N’allant pas nécessairement aussi loin dans le retraitement du texte, d’autres optèrent pour un tour de passe-passe herméneutique en décrétant sans aucun fondement linguistique qu’en notre verset le mot umma signifiait religion, on lit alors : « les hommes suivaient une religion unique [dîn wâḥid]», et l’on commente par : il s’agit de la religion de la vérité [dîn al–ḥaqq], autrement dit de dîn–al–islâm. L’islam étant en ce verset plus qu’anachroniquement mis au centre du sujet, il devient tout aussi aisé d’affirmer que le segment « ceux-là mêmes à qui il avait été apporté se mirent à en disputer », traduction standard, visait les juifs qui se déchirèrent par « inimitié entre eux » quant au « Livre », c’est-à-dire en ce cas la Thora ! Ainsi, une partie du message de ce verset qui, comme nous le verrons, est une charge contre la spéculation théologique à partir de la Révélation en tant que source de dissensions, a-t-elle été escamotée. Cette spécification forcée permit alors de stigmatiser le juif, notre alter ego négatif. C’est toujours selon cette lecture islamo-centriste exclusiviste du fait religieux que le segment « Puis Allah de par Sa Grâce guida ceux qui crurent vers cette Vérité sur laquelle les autres disputaient », traduction standard, a pu signifier : Dieu a guidé les musulmans à la seule vraie religion ; l’Islam, le seul chemin droit. En conséquence de quoi, toutes les autres religions sont dans l’erreur et la déviance. Les commentateurs ont alors cru bon d’illustrer cette apologétique avec quelques exégétiques images d’Épinal. Exemple : « Ils ont divergé quant au vendredi ; les juifs ont opté pour le samedi et les chrétiens pour le dimanche, mais Dieu a guidé la umma de Muhammad à la vérité afin qu’ils reviennent au Vendredi » ou : « Ils ont divergé quant à qibla, les juifs se sont tournés vers Jérusalem et les chrétiens vers l’Est, mais Dieu a guidé la umma de Muhammad à la vérité afin qu’ils s’orientent vers la vraie qibla : la Kaaba. »
• Que dit le Coran
Voici la traduction littérale de notre verset référent : « Les hommes étaient une unique communauté… alors, Dieu suscita les prophètes, annonciateurs et avertisseurs, et Il révéla par eux le Livre en toute vérité afin qu’il arbitrât entre les gens quant à ce en quoi ils divergeaient. Or, ceux à qui il fut donné divergèrent à son sujet après que leur fussent parvenues les preuves, ce par esprit de controverse. Mais Dieu guida les croyants à propos de ce sur quoi ils divergeaient quant à la vérité, avec Sa permission. Dieu guide qui veut sur un chemin droit. », S2.V213.[7]

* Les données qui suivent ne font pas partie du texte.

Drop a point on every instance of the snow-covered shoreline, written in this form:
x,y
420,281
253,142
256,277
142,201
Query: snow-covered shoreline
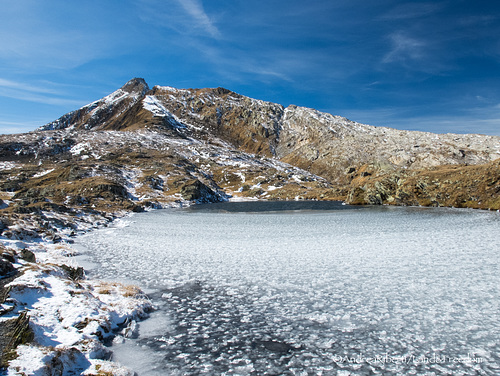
x,y
70,316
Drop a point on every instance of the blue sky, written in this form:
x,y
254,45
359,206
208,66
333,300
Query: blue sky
x,y
431,66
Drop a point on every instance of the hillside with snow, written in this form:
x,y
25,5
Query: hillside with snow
x,y
142,148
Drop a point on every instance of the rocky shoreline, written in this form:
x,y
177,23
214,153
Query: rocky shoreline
x,y
140,149
54,320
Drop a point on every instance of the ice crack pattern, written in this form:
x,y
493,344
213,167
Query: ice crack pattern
x,y
364,292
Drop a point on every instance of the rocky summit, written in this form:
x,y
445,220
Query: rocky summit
x,y
143,147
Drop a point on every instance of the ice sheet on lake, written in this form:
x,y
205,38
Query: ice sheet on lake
x,y
382,291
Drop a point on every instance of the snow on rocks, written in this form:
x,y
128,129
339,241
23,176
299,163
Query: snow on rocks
x,y
70,317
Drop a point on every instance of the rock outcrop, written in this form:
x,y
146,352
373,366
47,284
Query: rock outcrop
x,y
141,147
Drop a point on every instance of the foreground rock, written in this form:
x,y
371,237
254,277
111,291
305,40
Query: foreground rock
x,y
140,148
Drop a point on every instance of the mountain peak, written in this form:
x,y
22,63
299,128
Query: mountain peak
x,y
136,85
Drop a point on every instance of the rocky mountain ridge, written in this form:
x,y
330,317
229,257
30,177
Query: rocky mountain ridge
x,y
140,147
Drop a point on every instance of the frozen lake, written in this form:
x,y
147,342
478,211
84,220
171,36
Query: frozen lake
x,y
312,290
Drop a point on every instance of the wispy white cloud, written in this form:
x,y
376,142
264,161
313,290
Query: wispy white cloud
x,y
32,93
412,11
195,9
404,48
185,17
25,87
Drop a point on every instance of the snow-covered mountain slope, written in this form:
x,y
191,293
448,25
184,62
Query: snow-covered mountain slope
x,y
343,152
140,148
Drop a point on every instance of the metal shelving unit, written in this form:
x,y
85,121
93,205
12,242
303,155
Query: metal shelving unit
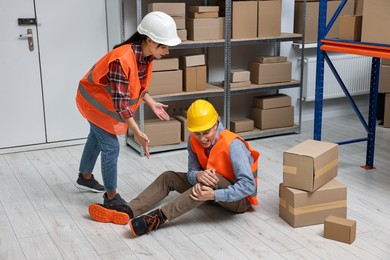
x,y
217,90
376,51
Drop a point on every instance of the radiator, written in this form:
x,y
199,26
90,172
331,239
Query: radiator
x,y
354,70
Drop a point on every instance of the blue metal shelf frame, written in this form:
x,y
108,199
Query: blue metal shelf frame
x,y
322,56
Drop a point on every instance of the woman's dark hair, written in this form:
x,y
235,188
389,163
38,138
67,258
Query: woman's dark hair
x,y
136,37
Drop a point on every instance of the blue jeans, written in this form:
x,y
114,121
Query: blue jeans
x,y
101,141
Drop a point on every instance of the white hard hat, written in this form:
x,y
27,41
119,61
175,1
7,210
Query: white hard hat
x,y
160,27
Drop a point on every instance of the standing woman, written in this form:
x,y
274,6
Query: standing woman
x,y
110,93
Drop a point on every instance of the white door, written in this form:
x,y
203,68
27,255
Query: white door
x,y
37,101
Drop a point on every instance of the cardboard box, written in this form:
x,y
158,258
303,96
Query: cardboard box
x,y
272,101
172,9
266,73
269,22
350,27
310,164
205,29
384,79
241,125
239,75
376,21
166,82
270,59
273,118
192,60
194,78
386,116
340,229
162,132
184,133
301,208
244,19
165,64
180,22
311,25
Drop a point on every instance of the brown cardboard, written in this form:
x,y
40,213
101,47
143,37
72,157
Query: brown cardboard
x,y
165,64
270,72
172,9
162,132
270,59
376,21
311,25
350,27
166,82
386,117
269,22
202,15
192,60
301,208
239,75
272,101
273,118
180,22
310,164
340,229
194,78
205,28
203,8
241,125
183,126
244,19
384,79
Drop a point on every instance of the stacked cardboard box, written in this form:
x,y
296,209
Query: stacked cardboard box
x,y
384,89
166,77
268,70
203,23
309,192
194,72
178,13
274,111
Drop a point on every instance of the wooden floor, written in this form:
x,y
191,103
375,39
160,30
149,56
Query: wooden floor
x,y
44,216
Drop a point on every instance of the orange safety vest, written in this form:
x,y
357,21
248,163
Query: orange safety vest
x,y
94,99
219,158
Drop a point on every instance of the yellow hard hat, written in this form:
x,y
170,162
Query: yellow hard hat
x,y
201,116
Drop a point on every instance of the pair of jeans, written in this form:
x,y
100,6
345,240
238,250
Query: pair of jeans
x,y
177,181
101,142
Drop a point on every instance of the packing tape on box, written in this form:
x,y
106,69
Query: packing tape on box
x,y
317,207
326,168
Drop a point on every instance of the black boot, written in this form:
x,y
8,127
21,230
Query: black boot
x,y
146,223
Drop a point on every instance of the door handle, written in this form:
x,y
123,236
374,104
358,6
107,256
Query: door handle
x,y
29,37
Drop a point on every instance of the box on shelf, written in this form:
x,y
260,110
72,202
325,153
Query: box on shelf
x,y
205,28
194,78
272,101
239,75
310,164
273,118
375,16
165,64
166,82
350,27
266,73
172,9
183,126
244,19
241,125
340,229
311,25
161,132
269,22
301,208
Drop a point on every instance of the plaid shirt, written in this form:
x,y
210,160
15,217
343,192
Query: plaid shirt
x,y
119,82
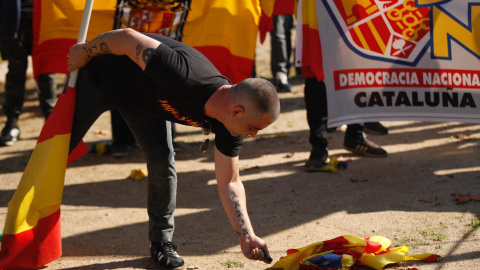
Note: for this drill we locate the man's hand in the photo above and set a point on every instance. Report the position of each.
(254, 248)
(77, 57)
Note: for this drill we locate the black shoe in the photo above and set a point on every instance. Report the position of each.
(317, 160)
(9, 135)
(176, 147)
(281, 82)
(364, 146)
(375, 128)
(165, 255)
(121, 150)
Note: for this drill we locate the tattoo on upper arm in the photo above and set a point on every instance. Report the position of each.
(104, 48)
(138, 49)
(147, 54)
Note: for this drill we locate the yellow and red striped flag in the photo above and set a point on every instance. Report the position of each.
(345, 251)
(226, 33)
(31, 236)
(312, 65)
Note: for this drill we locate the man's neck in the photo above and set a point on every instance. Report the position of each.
(218, 103)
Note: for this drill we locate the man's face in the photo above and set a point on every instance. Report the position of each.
(247, 124)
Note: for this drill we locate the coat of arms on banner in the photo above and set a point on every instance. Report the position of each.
(387, 30)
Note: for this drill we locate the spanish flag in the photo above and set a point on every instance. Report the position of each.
(55, 30)
(345, 251)
(31, 236)
(226, 33)
(312, 65)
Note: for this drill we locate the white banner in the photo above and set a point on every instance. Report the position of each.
(401, 59)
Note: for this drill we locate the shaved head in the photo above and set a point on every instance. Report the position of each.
(258, 94)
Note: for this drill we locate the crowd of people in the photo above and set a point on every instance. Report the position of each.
(230, 111)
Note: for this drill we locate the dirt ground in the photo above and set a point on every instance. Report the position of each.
(406, 197)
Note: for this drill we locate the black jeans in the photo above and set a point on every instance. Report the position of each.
(317, 115)
(155, 139)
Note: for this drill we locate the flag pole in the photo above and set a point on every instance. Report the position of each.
(82, 35)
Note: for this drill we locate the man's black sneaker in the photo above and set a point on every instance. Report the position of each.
(364, 146)
(121, 150)
(165, 255)
(317, 160)
(375, 128)
(9, 135)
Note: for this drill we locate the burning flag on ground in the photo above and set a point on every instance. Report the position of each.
(345, 251)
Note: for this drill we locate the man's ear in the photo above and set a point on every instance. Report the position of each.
(238, 110)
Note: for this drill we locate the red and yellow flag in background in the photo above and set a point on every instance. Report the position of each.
(31, 236)
(225, 31)
(55, 30)
(312, 65)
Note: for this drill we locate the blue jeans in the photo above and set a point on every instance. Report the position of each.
(155, 140)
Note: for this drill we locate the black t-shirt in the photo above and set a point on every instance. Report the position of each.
(177, 82)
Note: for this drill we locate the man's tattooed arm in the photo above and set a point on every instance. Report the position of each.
(138, 47)
(241, 221)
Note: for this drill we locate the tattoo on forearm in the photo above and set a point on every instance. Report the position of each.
(101, 36)
(138, 49)
(85, 49)
(147, 54)
(236, 204)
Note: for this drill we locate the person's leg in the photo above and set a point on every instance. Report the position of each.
(16, 51)
(357, 142)
(317, 116)
(90, 103)
(47, 93)
(123, 139)
(375, 128)
(279, 55)
(155, 139)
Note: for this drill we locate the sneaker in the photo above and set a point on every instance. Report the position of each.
(165, 255)
(9, 135)
(375, 128)
(121, 150)
(281, 82)
(317, 160)
(176, 147)
(364, 146)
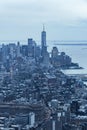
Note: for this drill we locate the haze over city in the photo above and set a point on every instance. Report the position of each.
(64, 20)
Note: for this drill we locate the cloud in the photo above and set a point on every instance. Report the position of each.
(16, 15)
(61, 11)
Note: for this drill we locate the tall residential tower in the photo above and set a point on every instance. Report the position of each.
(43, 42)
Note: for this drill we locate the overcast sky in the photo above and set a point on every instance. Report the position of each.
(64, 19)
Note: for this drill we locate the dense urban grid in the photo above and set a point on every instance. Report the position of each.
(35, 94)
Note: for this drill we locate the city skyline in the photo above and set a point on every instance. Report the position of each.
(64, 20)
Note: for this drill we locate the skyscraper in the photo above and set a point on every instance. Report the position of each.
(43, 42)
(43, 37)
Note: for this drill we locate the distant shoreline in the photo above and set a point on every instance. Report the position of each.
(80, 44)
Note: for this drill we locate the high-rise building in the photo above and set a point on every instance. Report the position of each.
(43, 37)
(43, 42)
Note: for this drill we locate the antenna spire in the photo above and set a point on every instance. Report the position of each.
(43, 27)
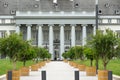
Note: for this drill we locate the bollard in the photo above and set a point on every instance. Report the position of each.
(109, 75)
(43, 75)
(76, 75)
(9, 75)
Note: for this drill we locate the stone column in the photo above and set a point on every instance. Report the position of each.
(94, 29)
(61, 40)
(51, 39)
(29, 32)
(40, 35)
(73, 35)
(84, 34)
(18, 28)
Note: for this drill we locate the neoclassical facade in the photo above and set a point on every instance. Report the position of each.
(56, 32)
(58, 25)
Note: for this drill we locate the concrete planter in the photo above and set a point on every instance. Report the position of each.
(91, 71)
(13, 75)
(24, 71)
(34, 67)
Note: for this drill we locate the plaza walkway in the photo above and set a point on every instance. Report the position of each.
(57, 70)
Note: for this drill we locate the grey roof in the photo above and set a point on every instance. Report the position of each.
(109, 7)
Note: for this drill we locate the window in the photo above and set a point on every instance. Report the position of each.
(3, 21)
(2, 34)
(67, 35)
(118, 20)
(100, 20)
(109, 20)
(77, 35)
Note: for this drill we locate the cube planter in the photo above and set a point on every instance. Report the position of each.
(91, 71)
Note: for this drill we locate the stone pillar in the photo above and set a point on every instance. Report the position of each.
(29, 32)
(84, 34)
(94, 29)
(73, 35)
(61, 40)
(18, 28)
(40, 35)
(51, 40)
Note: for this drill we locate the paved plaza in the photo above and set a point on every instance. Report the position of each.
(57, 70)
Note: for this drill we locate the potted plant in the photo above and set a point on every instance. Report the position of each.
(106, 47)
(27, 53)
(11, 47)
(89, 53)
(80, 55)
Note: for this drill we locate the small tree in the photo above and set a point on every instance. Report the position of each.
(64, 55)
(71, 53)
(11, 46)
(27, 53)
(79, 52)
(43, 53)
(89, 53)
(105, 45)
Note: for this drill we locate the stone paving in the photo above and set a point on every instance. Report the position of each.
(57, 70)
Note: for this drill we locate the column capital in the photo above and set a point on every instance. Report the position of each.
(61, 25)
(18, 24)
(72, 24)
(29, 25)
(84, 25)
(39, 25)
(50, 24)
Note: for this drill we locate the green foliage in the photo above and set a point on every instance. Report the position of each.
(104, 45)
(27, 52)
(64, 55)
(11, 46)
(79, 52)
(44, 53)
(89, 53)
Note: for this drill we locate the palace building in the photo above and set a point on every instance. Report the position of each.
(58, 25)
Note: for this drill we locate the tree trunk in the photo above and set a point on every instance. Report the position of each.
(24, 62)
(97, 66)
(105, 65)
(14, 65)
(91, 64)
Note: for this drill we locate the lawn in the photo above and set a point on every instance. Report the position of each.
(6, 65)
(113, 65)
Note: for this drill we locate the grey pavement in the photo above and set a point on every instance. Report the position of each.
(57, 70)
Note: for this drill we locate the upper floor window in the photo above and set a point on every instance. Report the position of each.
(2, 34)
(3, 21)
(109, 20)
(118, 20)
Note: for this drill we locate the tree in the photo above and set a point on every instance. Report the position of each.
(27, 52)
(89, 53)
(104, 45)
(79, 52)
(44, 53)
(11, 46)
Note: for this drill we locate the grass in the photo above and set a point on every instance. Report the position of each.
(6, 65)
(113, 65)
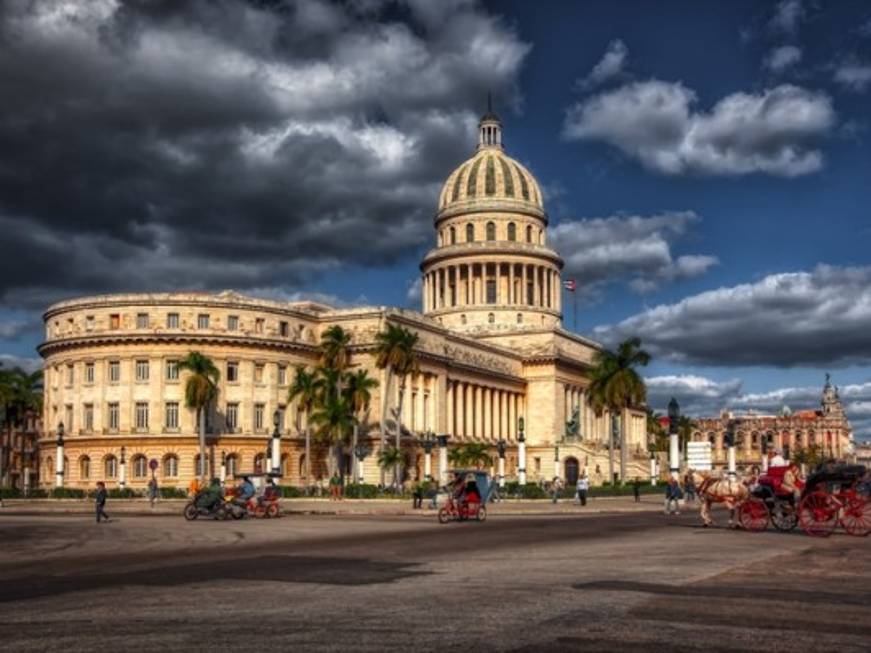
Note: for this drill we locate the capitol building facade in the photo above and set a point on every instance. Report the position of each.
(492, 350)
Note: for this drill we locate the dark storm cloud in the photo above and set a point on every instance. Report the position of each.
(156, 145)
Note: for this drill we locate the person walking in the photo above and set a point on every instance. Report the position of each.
(672, 497)
(583, 487)
(152, 491)
(100, 501)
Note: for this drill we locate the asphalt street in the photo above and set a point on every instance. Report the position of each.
(592, 582)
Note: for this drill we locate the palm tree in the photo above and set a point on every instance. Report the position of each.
(200, 390)
(395, 353)
(334, 418)
(616, 385)
(392, 458)
(306, 389)
(358, 387)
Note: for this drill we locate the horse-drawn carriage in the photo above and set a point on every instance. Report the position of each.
(838, 494)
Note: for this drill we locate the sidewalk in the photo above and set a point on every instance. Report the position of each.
(308, 506)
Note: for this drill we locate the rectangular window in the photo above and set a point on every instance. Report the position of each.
(141, 370)
(171, 415)
(259, 410)
(113, 416)
(232, 417)
(141, 415)
(88, 417)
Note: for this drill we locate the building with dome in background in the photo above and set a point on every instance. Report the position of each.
(492, 351)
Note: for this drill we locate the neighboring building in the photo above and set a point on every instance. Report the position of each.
(492, 350)
(18, 458)
(826, 427)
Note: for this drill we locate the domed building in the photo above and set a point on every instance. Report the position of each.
(496, 364)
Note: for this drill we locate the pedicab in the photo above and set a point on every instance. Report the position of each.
(467, 496)
(836, 494)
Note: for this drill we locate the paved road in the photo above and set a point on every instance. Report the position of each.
(628, 581)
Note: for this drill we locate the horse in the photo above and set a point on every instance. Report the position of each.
(714, 489)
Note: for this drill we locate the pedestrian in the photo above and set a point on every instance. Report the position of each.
(672, 497)
(555, 488)
(152, 491)
(583, 487)
(100, 501)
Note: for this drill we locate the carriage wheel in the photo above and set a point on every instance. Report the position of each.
(753, 515)
(784, 516)
(857, 517)
(818, 514)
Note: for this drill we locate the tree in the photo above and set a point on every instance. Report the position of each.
(616, 385)
(392, 458)
(200, 390)
(358, 387)
(334, 419)
(395, 353)
(306, 389)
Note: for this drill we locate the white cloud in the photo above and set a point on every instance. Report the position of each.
(787, 16)
(854, 75)
(779, 59)
(626, 248)
(609, 66)
(773, 132)
(820, 317)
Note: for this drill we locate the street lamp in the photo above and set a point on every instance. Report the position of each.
(521, 452)
(276, 443)
(59, 463)
(673, 453)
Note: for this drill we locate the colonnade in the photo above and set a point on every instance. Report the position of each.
(471, 284)
(477, 412)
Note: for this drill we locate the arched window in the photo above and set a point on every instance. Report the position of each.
(84, 468)
(140, 466)
(170, 466)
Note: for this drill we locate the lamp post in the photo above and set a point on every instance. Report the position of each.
(521, 452)
(443, 458)
(500, 447)
(59, 463)
(673, 453)
(428, 442)
(276, 443)
(359, 453)
(122, 469)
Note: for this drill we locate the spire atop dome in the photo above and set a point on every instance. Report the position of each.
(490, 128)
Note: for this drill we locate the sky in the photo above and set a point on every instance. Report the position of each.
(706, 166)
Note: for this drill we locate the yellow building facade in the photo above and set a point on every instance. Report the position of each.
(492, 350)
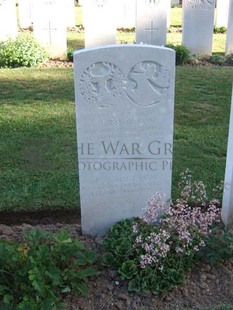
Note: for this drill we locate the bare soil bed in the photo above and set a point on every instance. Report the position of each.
(206, 285)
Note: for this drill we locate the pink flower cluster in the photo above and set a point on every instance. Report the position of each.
(180, 229)
(192, 191)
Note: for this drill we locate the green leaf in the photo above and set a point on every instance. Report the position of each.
(128, 270)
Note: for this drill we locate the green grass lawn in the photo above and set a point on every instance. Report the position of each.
(76, 40)
(38, 162)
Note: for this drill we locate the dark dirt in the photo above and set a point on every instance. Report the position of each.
(206, 286)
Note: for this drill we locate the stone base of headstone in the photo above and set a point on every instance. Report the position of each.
(227, 204)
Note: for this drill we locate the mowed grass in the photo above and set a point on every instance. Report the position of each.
(38, 162)
(37, 139)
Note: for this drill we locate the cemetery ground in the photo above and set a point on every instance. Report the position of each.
(38, 165)
(38, 169)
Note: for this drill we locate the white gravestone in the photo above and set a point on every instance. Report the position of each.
(50, 27)
(99, 18)
(8, 20)
(198, 25)
(229, 40)
(222, 13)
(70, 13)
(25, 13)
(227, 205)
(125, 107)
(169, 13)
(151, 21)
(127, 13)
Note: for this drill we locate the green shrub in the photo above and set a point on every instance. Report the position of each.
(182, 54)
(154, 252)
(217, 59)
(24, 51)
(70, 55)
(34, 275)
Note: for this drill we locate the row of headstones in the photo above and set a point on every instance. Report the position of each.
(125, 114)
(151, 22)
(100, 21)
(50, 19)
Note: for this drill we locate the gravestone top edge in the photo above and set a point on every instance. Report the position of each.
(122, 46)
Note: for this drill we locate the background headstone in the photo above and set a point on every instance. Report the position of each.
(50, 26)
(125, 107)
(100, 19)
(8, 20)
(229, 40)
(198, 25)
(169, 13)
(227, 205)
(127, 13)
(25, 13)
(151, 21)
(222, 13)
(70, 13)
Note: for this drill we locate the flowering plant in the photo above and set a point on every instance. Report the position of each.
(153, 252)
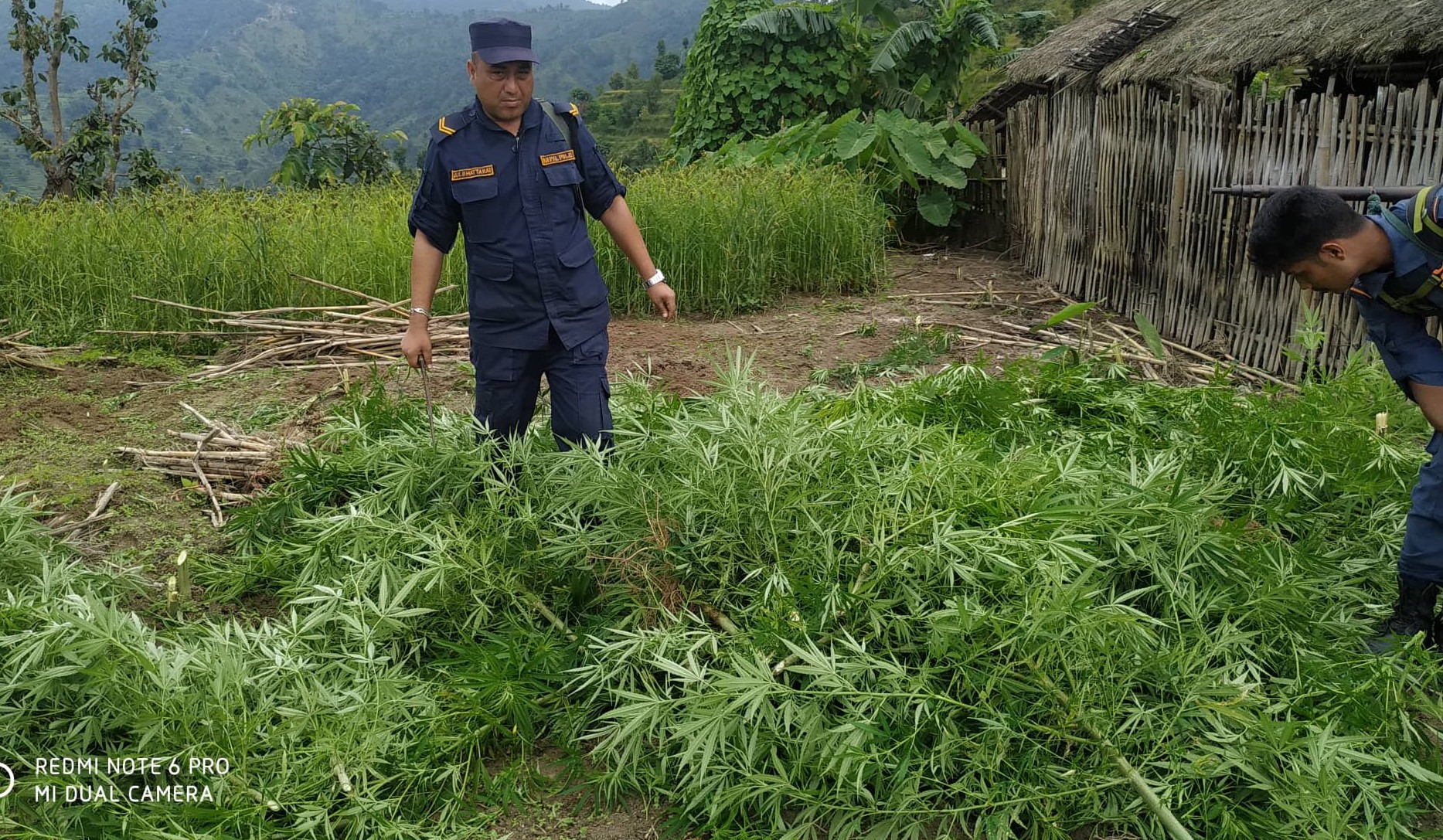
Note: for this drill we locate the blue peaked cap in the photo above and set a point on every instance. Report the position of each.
(499, 41)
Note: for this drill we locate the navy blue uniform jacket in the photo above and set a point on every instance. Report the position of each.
(530, 261)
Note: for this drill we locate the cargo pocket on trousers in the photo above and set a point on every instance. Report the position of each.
(497, 372)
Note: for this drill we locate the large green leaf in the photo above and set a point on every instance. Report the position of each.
(790, 19)
(935, 207)
(1065, 314)
(895, 46)
(853, 139)
(1155, 341)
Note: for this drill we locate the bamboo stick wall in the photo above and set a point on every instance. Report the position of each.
(985, 223)
(1108, 199)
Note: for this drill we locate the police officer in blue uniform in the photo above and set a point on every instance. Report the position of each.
(505, 172)
(1390, 264)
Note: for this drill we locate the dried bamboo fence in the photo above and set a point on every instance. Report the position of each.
(985, 223)
(1108, 198)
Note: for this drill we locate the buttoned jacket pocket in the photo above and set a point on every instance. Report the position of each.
(563, 174)
(478, 206)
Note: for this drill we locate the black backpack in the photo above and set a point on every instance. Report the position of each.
(566, 121)
(1411, 294)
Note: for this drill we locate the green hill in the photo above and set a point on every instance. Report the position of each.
(403, 63)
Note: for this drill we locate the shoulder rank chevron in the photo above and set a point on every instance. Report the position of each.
(451, 123)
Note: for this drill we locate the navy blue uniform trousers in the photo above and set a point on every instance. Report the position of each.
(509, 380)
(1421, 555)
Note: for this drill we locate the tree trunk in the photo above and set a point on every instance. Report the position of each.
(60, 182)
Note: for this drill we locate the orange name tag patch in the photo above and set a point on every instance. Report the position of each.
(472, 172)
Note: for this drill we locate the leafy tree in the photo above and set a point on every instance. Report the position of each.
(145, 174)
(742, 83)
(920, 166)
(86, 159)
(667, 64)
(329, 143)
(914, 65)
(1032, 25)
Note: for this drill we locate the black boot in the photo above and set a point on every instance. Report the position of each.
(1411, 615)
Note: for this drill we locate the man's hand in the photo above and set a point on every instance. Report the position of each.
(416, 344)
(664, 299)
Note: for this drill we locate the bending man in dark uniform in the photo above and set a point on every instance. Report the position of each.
(507, 174)
(1390, 264)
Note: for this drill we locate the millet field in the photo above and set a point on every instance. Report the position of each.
(937, 589)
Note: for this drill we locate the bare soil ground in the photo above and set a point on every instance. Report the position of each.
(60, 432)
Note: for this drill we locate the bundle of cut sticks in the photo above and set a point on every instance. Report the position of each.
(26, 355)
(228, 465)
(309, 338)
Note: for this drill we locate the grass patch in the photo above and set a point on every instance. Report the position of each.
(729, 241)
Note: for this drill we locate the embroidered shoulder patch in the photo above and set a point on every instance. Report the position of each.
(474, 172)
(559, 158)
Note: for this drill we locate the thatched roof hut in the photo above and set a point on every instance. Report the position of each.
(1110, 139)
(1224, 41)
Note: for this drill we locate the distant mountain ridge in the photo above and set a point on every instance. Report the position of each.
(223, 64)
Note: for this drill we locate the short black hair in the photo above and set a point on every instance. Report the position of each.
(1293, 224)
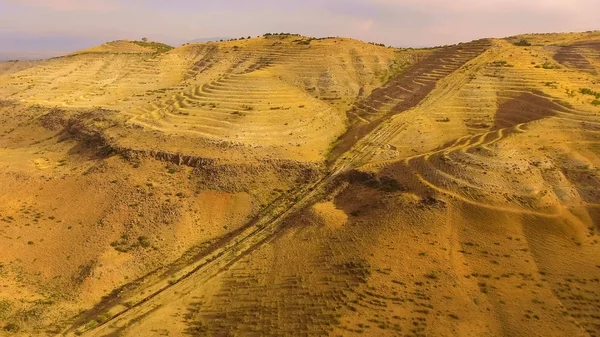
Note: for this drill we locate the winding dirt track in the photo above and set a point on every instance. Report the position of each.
(129, 307)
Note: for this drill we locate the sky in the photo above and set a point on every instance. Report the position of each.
(55, 26)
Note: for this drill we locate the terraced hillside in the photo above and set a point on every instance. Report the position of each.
(285, 185)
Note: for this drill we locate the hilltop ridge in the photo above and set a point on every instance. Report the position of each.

– En premier lieu, signalons que ce verset est de structure complexe du fait d’une syntaxe assez archaïque, ce qui a généré classiquement quelques espaces interprétatifs. Le français peine à coller au texte, mais notre traduction littérale, comme de règle, s’efforce au mot à mot. Le premier mouvement postule d’une période où les « hommes », ici il s’agit nécessairement de l’Humanité, sont dits avoir été une « unique communauté/umma », à priori sans qu’il soit dit en quoi cette communauté était une. Néanmoins, l’on comprend que ce temps est antérieur au cycle prophétique[8] puisqu’il est précisé : « alors, Dieu suscita les prophètes » et que, comme l’indique le recours à la préposition de causalité fa/alors et à nos points de suspension, c’est la rupture sous-entendue de cet état qui aura amené l’avènement de la prophétie. Les raisons de cette rupture sont données : « afin qu’il arbitrât entre les gens quant à ce en quoi ils divergeaient », c’est en cela que la Révélation fut nécessaire. Les divergences en question relèvent à des croyances comme le confirme la nécessité du « Livre » et le fait que le rôle principal attribué ici aux prophètes soit d’être « annonciateurs et avertisseurs » et non pas informateurs ou instructeurs. Or, ces deux termes ont dans le Coran une forte connotation eschatologique, ce qui présume préalablement à la mission desdits prophètes l’existence de conceptions théologiques, comme le vérifiera la suite de notre analyse. L’ on peut en déduire que diverses formes religieuses furent élaborées par les hommes avant le « Livre » c’est-à-dire la Révélation faite par Dieu par l’intermédiaire des prophètes : « Il révéla par eux le Livre ».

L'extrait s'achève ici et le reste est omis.